'Best practice: Write files to C:\ProgramData only readable by administrators
I am working on a program that runs as a service and needs to keep some dynamic files. I have decided to create a folder in %ALLUSERSPROFILE%\MyFolder, i.e. C:\ProgramData\MyFolder and put my files there (in subfolders).
The data in the files can be sensitive, so it is important that only administrators can read them, not normal users.
So far, I have just created C:\ProgramData\MyFolder during installation using the CreateDirectory API and specified a restrictive Security Descriptor. All the files and folders I have created have then inherited this Security Descriptor and it seems to have worked fine.
However, I suspect this is not really secure: I suspect an evil user could create the folder C:\ProgramData\MyFolder before my application is installed. He could make himself owner of this folder and then set permissions as he sees fit.
So what should I do to avoid this problem?
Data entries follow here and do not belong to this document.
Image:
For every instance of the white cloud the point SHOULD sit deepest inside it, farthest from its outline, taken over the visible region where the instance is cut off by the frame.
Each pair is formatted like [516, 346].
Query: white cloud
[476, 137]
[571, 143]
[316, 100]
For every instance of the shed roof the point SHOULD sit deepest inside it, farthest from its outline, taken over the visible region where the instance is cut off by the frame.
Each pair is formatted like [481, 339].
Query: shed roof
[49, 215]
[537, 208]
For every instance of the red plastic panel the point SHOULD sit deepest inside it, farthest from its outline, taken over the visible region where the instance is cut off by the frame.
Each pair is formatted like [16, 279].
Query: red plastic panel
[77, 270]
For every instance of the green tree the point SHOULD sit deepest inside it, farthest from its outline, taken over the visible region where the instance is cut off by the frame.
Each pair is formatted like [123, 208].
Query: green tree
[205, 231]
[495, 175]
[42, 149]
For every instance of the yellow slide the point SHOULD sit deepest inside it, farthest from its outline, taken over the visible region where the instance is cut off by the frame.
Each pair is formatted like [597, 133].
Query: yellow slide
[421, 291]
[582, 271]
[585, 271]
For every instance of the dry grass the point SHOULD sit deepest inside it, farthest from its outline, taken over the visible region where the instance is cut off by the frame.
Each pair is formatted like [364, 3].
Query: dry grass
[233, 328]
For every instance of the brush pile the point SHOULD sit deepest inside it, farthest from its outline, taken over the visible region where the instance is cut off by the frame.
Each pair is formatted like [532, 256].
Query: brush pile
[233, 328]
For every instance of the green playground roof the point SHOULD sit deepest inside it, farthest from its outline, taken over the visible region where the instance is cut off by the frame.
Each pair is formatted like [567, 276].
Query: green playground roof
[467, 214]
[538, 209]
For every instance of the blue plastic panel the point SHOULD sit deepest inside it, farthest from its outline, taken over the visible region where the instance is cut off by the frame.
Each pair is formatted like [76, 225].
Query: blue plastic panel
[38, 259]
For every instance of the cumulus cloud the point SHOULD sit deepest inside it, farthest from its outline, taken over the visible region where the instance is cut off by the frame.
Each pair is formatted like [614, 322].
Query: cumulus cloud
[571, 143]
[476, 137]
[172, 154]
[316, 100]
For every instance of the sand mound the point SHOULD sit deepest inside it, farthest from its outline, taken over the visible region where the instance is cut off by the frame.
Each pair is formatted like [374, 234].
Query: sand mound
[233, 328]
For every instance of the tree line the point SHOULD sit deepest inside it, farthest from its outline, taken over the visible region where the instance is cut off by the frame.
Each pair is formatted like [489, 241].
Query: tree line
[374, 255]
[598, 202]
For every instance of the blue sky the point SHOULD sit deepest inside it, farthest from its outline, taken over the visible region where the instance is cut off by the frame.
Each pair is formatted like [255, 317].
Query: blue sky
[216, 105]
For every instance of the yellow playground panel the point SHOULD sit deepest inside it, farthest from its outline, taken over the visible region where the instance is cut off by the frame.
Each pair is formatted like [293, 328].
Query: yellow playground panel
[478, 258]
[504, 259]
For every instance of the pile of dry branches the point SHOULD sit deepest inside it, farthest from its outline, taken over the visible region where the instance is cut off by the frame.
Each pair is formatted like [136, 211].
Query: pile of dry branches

I could try to call SetNamedSecurityInfo on C:\ProgramData\MyFolder during installation if the folder exists. But it looks somewhat hard to get that done right. For example, SetNamedSecurityInfo takes a security descriptor in another format than functions such as CreateDirectory. And there are a lot of flags that seem to control inheritance in various complicated ways.
I could try to delete C:\ProgramData\MyFolder and everything contained in it during installation and then recreate it. But it seems pretty invasive to me to just delete an entire subfolder regardless of its content.
I could create all my files in C:\ProgramData\MyFolder and subfolders with CreateFile using the CREATE_ALWAYS flag and with my restrictive security descriptor. In this way I will not rely on inheritance. However, it seems somewhat inelegant: What if an administrator wants to give everybody read access to C:\ProgramData\MyFolder after my program is installed? That will not be possible since my program rewrites files regularly.
I will appreciate any guidance!
Solution 1:[1]
Calling SetNamedSecurityInfo is not harder than CreateDirectory, the basic security descriptor members are the same, it just wants them as separate parameters. Given a SECURITY_DESCRIPTOR intended for CreateDirectory, just call GetSecurityDescriptorDacl to get the DACL pointer etc.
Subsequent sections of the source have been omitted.